Lenin in altem AnzugMUMIE

Lenin in altem Anzug

In der Finanzkrise wird auch das Geld für die Aufbewahrung des mumifizierten Leichnams des toten Revolutionsführers knapp.

Von Ulrich Heyden

A m 22. April, pünktlich zum 139. Geburtstag von Wladimir Ilitsch Lenin, war das Mausoleum am Roten Platz wieder geöffnet. Zwei Monate lang hatte man den rot-schwarzen Palast aus Granit und Marmor für Besucher geschlossen gehalten. In dieser Zeit hatte das „Allrussische Wissenschaftliche Institut für Heil- und aromatische Pflanzen“ den Leichnam in einer speziellen Kräuter-Lösung gebadet. Mit der Geheim-Lösung aus verschiedenen Substanzen hält man den balsamierten Leichnam ansehnlich. Dank der „einzigartigen Technologie“ könne man Lenin noch 100 Jahre lang zeigen, erklärte Jurij Denisow-Nikolskij, der Direktor des für die Lenin-Konservierung zuständigen Instituts gegenüber der Zeitung „Trud“.

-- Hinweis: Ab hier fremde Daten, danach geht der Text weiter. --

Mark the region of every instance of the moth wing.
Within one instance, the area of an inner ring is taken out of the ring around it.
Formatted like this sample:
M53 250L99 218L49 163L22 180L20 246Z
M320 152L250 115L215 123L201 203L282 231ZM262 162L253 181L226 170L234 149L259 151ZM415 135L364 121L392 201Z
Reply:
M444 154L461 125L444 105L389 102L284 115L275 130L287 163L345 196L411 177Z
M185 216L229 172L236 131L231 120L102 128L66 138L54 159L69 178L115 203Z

Glanz-Jacke statt Militärrock

Die Kommunisten kleideten die berühmte Mumie je nach politischer Konjunktur. 17 Jahre lang trug der tote Lenin eine Uniformjacke. Dann verpasste man ihm einen Anzug aus feinem Schweizer Lüstergewebe. Lenin soll den leicht glänzenden Anzug aus feiner Wolle zu Lebzeiten besonders gerne getragen haben. Weil die Balsamierungsmittel in die Jacke eindringen, muss sie eigentlich alle drei Jahre gewechselt werden. Nachdem die Jacke das letzte Mal 2003 gewechselt worden war, war eine neue Jacke dieses Jahr überfällig. Doch weil die Mittel wegen der Finanzkrise knapp sind, beschränkte man sich noch einmal damit, den Lüster-Zwirn mit Dampf zu Reinigen und dann mit einem Bügeleisen zu Glätten. „Der Staat hat seit 1992 keine Kopeke mehr bezahlt. Alles wird von der Stiftung „Lenin-Mausoleum“ und privaten Förderern aufgebracht“, erklärte der Direktor des Konservierungs-Instituts. Die Reinigung des Anzugs ist das Mindeste, was gemacht werden muss, denn jeder Dreckfleck – so die Experten - kann das Balsamierungsexperiment zunichte machen.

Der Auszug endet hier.